The Academy consensus has produced two blue-chip frontrunners, but passed over some exceptional films directed by women in the process
•Roma and The Favourite vie for glory
•Full list of nominations
•Guardian film Black Sheep nominated
Once again, the mysterious consensus-accretion of awards season has done its work and the Oscar nomination list has a big showing for Alfonso Cuarón’s magnificent Roma, with 10 nominations — and, notably, just as big a score for critics’ darling and perennial talking point Yorgos Lanthimos’s bizarre Restoration comedy The Favourite. This also has 10 nominations, including of course a best actress nomination for Olivia Colman, who this year has become (justly) catapulted to international treasure status. (An upgrade from national to international treasure status might also be due for Richard E Grant, who has a best supporting actor nomination for his venal Brit boozehound in Can You Ever Forgive Me?) These are the prestige products, the blue-chip movies that the Academy hivemind has decided are the headline successes.
As for the snubs, complaining about these has evolved to such an extent in recent years that they have become the pundits’ alternative refusenik fantasy league.
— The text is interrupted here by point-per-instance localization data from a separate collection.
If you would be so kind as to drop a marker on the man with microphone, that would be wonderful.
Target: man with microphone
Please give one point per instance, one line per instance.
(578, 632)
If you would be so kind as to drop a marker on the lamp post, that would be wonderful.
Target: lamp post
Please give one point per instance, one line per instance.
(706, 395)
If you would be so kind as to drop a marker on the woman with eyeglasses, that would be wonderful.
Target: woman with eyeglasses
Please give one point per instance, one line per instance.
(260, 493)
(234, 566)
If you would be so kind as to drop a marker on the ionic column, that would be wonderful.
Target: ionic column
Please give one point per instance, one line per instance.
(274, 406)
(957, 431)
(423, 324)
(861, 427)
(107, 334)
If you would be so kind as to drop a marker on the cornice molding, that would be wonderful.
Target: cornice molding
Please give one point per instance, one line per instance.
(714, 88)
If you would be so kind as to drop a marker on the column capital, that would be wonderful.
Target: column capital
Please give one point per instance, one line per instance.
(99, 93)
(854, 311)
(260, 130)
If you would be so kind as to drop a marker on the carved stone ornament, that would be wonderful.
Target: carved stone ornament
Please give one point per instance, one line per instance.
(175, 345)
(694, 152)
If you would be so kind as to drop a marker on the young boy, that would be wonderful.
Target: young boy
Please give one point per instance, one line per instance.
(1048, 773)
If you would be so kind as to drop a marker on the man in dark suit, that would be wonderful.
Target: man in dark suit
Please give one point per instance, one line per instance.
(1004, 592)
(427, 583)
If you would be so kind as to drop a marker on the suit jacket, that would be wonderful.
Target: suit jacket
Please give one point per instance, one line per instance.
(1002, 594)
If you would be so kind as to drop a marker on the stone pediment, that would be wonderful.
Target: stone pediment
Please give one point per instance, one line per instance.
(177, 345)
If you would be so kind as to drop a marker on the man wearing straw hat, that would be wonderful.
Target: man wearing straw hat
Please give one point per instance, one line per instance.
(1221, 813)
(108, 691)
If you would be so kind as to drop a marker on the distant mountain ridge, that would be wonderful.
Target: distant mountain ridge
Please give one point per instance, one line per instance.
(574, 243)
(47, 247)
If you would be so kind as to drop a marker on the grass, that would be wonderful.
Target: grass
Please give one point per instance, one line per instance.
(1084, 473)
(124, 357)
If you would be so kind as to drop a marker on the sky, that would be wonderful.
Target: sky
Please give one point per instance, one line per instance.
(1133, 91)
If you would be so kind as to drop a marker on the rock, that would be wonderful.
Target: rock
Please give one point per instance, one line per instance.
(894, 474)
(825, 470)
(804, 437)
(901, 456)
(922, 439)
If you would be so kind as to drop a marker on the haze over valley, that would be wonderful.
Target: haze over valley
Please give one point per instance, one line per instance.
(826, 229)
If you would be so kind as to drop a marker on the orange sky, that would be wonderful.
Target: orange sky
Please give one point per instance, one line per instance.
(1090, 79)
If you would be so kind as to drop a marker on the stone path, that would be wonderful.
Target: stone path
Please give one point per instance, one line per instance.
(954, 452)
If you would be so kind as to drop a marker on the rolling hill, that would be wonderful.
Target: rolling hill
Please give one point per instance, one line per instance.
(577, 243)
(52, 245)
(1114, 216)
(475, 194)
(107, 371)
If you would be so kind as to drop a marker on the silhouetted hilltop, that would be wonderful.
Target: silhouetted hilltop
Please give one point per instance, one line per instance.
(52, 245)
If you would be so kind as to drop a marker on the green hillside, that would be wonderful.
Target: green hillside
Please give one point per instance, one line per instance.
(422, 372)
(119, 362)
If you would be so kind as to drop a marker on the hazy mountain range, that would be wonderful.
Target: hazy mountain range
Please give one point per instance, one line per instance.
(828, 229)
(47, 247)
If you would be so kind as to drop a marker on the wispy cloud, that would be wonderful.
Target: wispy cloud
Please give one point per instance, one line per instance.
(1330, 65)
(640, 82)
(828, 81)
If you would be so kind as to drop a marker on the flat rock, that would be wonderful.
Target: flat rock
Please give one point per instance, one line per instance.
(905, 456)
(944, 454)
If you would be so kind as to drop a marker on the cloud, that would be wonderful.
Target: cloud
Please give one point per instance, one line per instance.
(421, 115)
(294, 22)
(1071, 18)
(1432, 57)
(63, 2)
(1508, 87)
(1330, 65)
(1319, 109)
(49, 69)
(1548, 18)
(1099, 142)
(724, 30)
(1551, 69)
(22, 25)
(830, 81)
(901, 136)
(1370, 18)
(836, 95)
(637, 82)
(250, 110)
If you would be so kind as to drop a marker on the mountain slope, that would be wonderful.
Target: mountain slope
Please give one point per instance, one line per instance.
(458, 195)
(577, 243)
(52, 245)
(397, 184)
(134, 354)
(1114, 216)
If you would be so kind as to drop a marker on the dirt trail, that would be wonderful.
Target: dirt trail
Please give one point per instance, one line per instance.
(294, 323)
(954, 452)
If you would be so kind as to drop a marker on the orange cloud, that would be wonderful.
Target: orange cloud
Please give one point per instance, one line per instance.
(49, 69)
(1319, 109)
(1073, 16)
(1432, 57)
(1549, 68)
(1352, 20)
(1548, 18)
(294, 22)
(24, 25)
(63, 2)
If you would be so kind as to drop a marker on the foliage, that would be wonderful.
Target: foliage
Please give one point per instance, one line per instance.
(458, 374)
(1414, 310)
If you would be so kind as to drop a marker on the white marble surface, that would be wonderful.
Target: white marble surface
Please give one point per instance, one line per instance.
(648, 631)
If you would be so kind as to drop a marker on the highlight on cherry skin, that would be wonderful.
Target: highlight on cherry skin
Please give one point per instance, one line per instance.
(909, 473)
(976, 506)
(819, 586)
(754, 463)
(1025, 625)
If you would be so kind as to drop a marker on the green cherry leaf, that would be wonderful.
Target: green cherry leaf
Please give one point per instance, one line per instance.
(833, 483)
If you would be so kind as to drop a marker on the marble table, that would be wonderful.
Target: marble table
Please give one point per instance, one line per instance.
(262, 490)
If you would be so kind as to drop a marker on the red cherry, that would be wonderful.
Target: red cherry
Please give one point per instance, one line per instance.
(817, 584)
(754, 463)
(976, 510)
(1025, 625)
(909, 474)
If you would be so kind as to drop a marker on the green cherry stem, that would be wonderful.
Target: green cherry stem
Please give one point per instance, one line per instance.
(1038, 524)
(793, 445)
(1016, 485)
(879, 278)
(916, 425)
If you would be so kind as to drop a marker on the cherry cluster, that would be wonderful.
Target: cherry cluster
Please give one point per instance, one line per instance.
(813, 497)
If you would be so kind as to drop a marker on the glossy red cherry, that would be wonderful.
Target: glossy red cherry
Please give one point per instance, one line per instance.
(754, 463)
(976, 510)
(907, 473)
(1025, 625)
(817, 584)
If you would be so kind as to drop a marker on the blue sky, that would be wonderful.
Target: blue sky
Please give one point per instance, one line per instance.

But the lack of women directors in the best picture and best director lists is woeful, at least partly because they exclude one of the very best films: Debra Granik’s superb Leave No Trace. There is also the exclusion of Lynne Ramsay’s You Were Never Really Here, her excellent variation on the Taxi Driver theme starring Joaquin Phoenix. Barry Jenkins’s fine If Beale Street Could Talk has been largely overlooked, although I am confident that Regina King will win best supporting actress for her delicate, intelligently judged performance in that movie. Nicole Kidman deserved a shot at an Oscar for her very interesting performance in Destroyer, and Steve McQueen’s terrific thriller Widows is turning into this awards season’s Cinderella, bafflingly excluded from ball after ball. The biggest and most deplorable snub was however that Ari Aster’s brilliant scary movie Hereditary received nothing: with a lead performance from the wonderful Toni Collette which could go toe-to-toe with any of the current contenders.